Configuration Example

# Add tags to remove
crawler.document.html.pruned.tags=noscript,script,style,header,footer,aside,nav,a[rel=nofollow],form

# Set digest length to 200 characters
crawler.document.html.max.digest.length=200

# Set default language to Japanese
crawler.document.html.default.lang=ja

URL Pattern Filters

Property Description Default
crawler.document.html.default.include.index.patterns URL patterns to include in index (empty)
crawler.document.html.default.exclude.index.patterns URL patterns to exclude from index (?i).*(css|js|jpeg...)
crawler.document.html.default.include.search.patterns URL patterns to include in search results (empty)
crawler.document.html.default.exclude.search.patterns URL patterns to exclude from search results (empty)

Configuration Example

# Default exclusion patterns
crawler.document.html.default.exclude.index.patterns=(?i).*(css|js|jpeg|jpg|gif|png|bmp|wmv|xml|ico|exe)
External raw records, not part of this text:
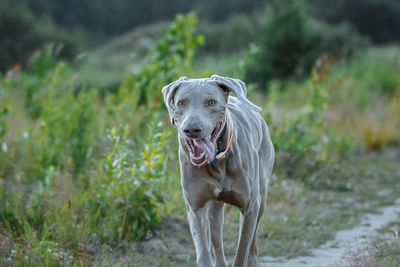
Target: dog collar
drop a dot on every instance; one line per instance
(220, 156)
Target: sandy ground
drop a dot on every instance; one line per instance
(333, 252)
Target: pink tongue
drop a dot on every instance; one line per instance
(207, 146)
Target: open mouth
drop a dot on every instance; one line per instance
(203, 150)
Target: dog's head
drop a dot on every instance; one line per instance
(197, 108)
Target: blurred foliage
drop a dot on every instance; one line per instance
(172, 55)
(65, 181)
(23, 33)
(291, 41)
(377, 19)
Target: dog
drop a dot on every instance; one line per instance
(226, 156)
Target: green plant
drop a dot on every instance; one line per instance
(124, 197)
(291, 41)
(298, 141)
(173, 55)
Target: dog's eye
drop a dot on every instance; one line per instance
(211, 102)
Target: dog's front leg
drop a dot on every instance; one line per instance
(248, 229)
(200, 230)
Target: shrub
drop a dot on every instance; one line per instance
(291, 41)
(298, 141)
(125, 195)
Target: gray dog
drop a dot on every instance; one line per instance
(226, 156)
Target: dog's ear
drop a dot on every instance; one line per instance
(237, 87)
(169, 93)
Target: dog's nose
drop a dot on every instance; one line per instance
(192, 132)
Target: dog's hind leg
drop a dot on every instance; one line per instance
(200, 230)
(216, 217)
(252, 260)
(247, 233)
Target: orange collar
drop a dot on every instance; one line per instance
(222, 154)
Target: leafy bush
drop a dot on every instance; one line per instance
(300, 145)
(125, 195)
(66, 183)
(291, 41)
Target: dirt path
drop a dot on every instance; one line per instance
(332, 252)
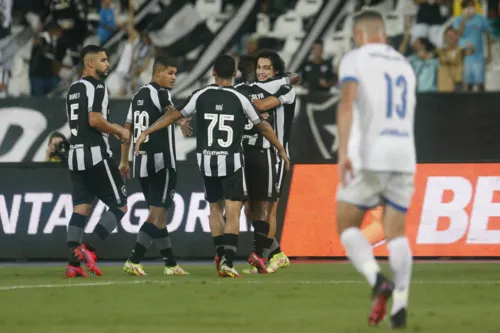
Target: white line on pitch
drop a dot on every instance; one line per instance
(109, 283)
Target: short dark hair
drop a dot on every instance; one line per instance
(467, 3)
(56, 134)
(90, 49)
(277, 62)
(318, 42)
(163, 61)
(246, 65)
(368, 14)
(224, 66)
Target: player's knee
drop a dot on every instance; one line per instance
(119, 213)
(83, 209)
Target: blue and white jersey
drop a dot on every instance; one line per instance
(382, 136)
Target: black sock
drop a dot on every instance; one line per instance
(162, 242)
(219, 245)
(261, 230)
(143, 242)
(275, 248)
(230, 247)
(74, 238)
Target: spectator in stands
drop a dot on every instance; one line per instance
(429, 21)
(457, 7)
(317, 74)
(471, 28)
(43, 71)
(425, 66)
(71, 16)
(451, 63)
(107, 23)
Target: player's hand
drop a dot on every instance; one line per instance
(138, 143)
(285, 158)
(186, 128)
(345, 170)
(124, 170)
(123, 135)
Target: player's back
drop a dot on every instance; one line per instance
(382, 137)
(88, 146)
(158, 149)
(221, 116)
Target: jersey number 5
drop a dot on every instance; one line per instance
(400, 82)
(141, 123)
(73, 115)
(223, 127)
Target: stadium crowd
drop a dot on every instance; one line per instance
(450, 44)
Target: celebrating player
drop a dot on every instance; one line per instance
(260, 158)
(93, 172)
(376, 159)
(269, 65)
(221, 115)
(155, 166)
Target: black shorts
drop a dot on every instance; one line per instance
(232, 187)
(159, 188)
(103, 181)
(260, 174)
(280, 175)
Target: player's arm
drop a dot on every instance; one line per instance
(266, 130)
(125, 148)
(349, 80)
(344, 113)
(165, 103)
(97, 121)
(284, 95)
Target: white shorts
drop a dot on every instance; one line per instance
(432, 32)
(369, 188)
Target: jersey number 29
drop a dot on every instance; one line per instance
(400, 106)
(223, 127)
(141, 123)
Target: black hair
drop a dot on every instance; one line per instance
(277, 62)
(368, 14)
(318, 42)
(224, 66)
(163, 61)
(467, 3)
(56, 134)
(91, 49)
(246, 65)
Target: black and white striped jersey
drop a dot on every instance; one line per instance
(221, 115)
(158, 150)
(283, 118)
(88, 146)
(5, 18)
(259, 90)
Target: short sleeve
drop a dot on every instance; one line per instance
(190, 106)
(129, 115)
(288, 98)
(249, 111)
(456, 22)
(348, 69)
(165, 99)
(99, 95)
(484, 24)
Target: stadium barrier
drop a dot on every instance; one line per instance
(454, 211)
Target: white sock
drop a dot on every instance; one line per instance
(360, 253)
(400, 259)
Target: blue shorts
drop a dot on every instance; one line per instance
(474, 72)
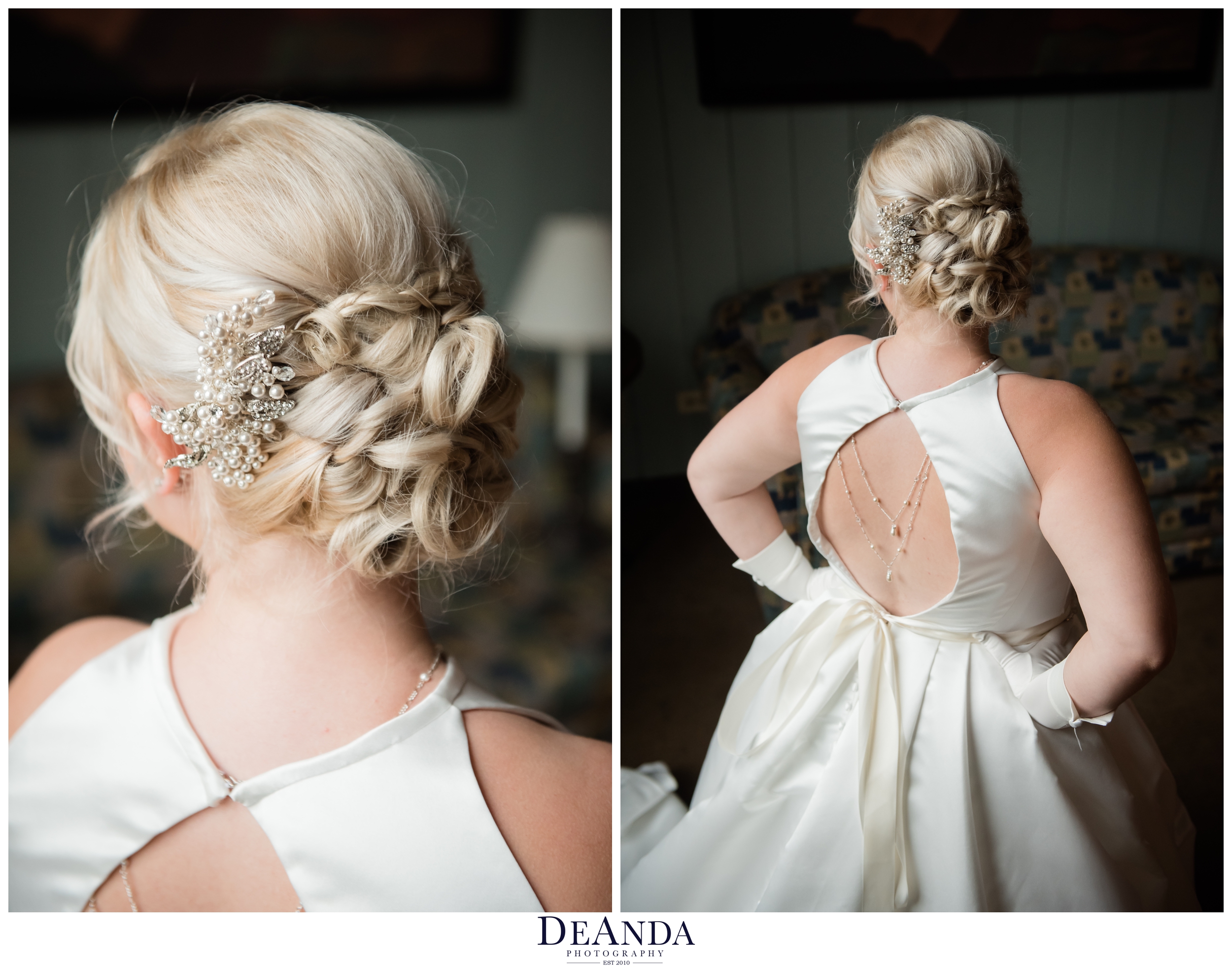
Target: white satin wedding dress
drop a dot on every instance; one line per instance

# Index only specific paths
crawler.document.html.default.include.index.patterns=https://example\\.com/docs/.*

File Crawler Settings

Basic Settings

Property Description Default
crawler.document.file.name.encoding Filename encoding (empty)
crawler.document.file.no.title.label Label for files without title No title.
crawler.document.file.ignore.empty.content Ignore empty content false
crawler.document.file.max.title.length Maximum title length 100
crawler.document.file.max.digest.length Maximum digest length 200

Configuration Example

# Process Windows-31J filenames
crawler.document.file.name.encoding=Windows-31J

# Label for files without title
crawler.document.file.no.title.label=No Title

# Ignore empty files
crawler.document.file.ignore.empty.content=true

# Title and digest lengths
crawler.document.file.max.title.length=200
crawler.document.file.max.digest.length=500

Content Processing

Property Description Default
crawler.document.file.append.meta.content Append metadata to content true
crawler.document.file.append.body.content Append body to content true
crawler.document.file.default.lang Default language (empty)

Configuration Example

crawler.document.file.append.meta.content=true
crawler.document.file.append.body.content=true
crawler.document.file.default.lang=ja

File URL Pattern Filters

Property Description Default
crawler.document.file.default.include.index.patterns Patterns to include in index (empty)
crawler.document.file.default.exclude.index.patterns Patterns to exclude from index (empty)
crawler.document.file.default.include.search.patterns Patterns to include in search results (empty)
crawler.document.file.default.exclude.search.patterns Patterns to exclude from search results (empty)

Configuration Example

# Index only specific extensions
crawler.document.file.default.include.index.patterns=.*\\.(pdf|docx|xlsx|pptx)$

# Exclude temp folders
crawler.document.file.default.exclude.index.patterns=.*/temp/.*

Cache Settings

Document Cache

Property Description Default
crawler.document.cache.enabled Enable document cache true
crawler.document.cache.max.size Maximum cache size (bytes) 2621440 (2.5MB)
crawler.document.cache.supported.mimetypes MIME types to cache text/html
crawler.document.cache.html.mimetypes MIME types to treat as HTML text/html

Configuration Example

# Enable document cache
crawler.document.cache.enabled=true

# Set cache size to 5MB
crawler.document.cache.max.size=5242880

# MIME types to cache
crawler.document.cache.supported.mimetypes=text/html,application/xhtml+xml

# MIME types to treat as HTML
crawler.document.cache.html.mimetypes=text/html,application/xhtml+xml

Note

Enabling cache displays cache links in search results, allowing users to reference content as it was at crawl time.

JVM Options

You can configure JVM options for the crawler process.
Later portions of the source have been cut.